Most of Harrisville seems to be for sale. Someone with a million bucks to spare could purchase half of the town. Available properties include Richard’s Pharmacy, Shotmakers Bar and Grill (formerly the VFW Hall, then The Snake Pit, then Captain’s Corner, then The Corner Bar), Northern Accents home furnishing store, the long-abandoned State Park Store, the old hardware store and the adjacent storefront, and the list goes on…

Hopes for a Harrisville renaissance hinge on going green!

Like the commercial ganja grower, whoever is behind the dispensary must have major capital. Like cultivation, the buy-in cost of retailing cannabis is prohibitively high (no pun there). Witness this fact: only six applicants registered to operate in the outskirts of Alpena. Four were from downstate.

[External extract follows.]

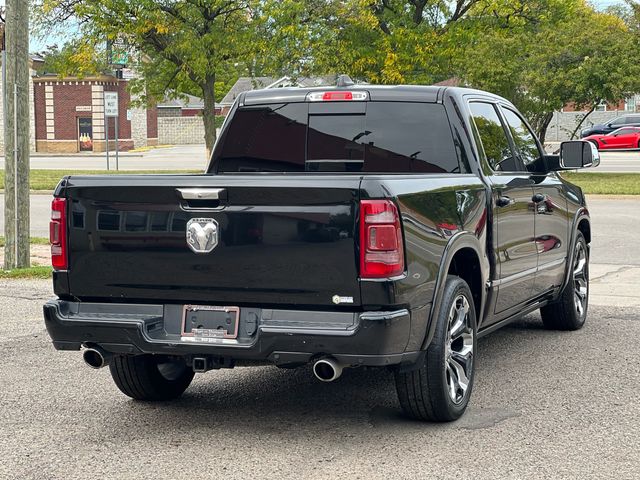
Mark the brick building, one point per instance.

Shamefully, the scoring system that Alpena adopted to select the winners gave no extra weight to local entrepreneurs. As a result, applicants from the Detroit area received the licenses.

Jeers to that! What was the city government thinking?

In order for the cannabis economy to benefit more Michiganders, the state ought to reduce the cost to enter the market, where demand far exceeds supply. Until that happens, Harrisville turns its hopeful eyes to the cannabis economy, to rescue it from potential “ghost town” status.

Eric Paul Roorda is a professor, historian, lecturer, author, and illustrator. He has called Alcona County home for 50 years.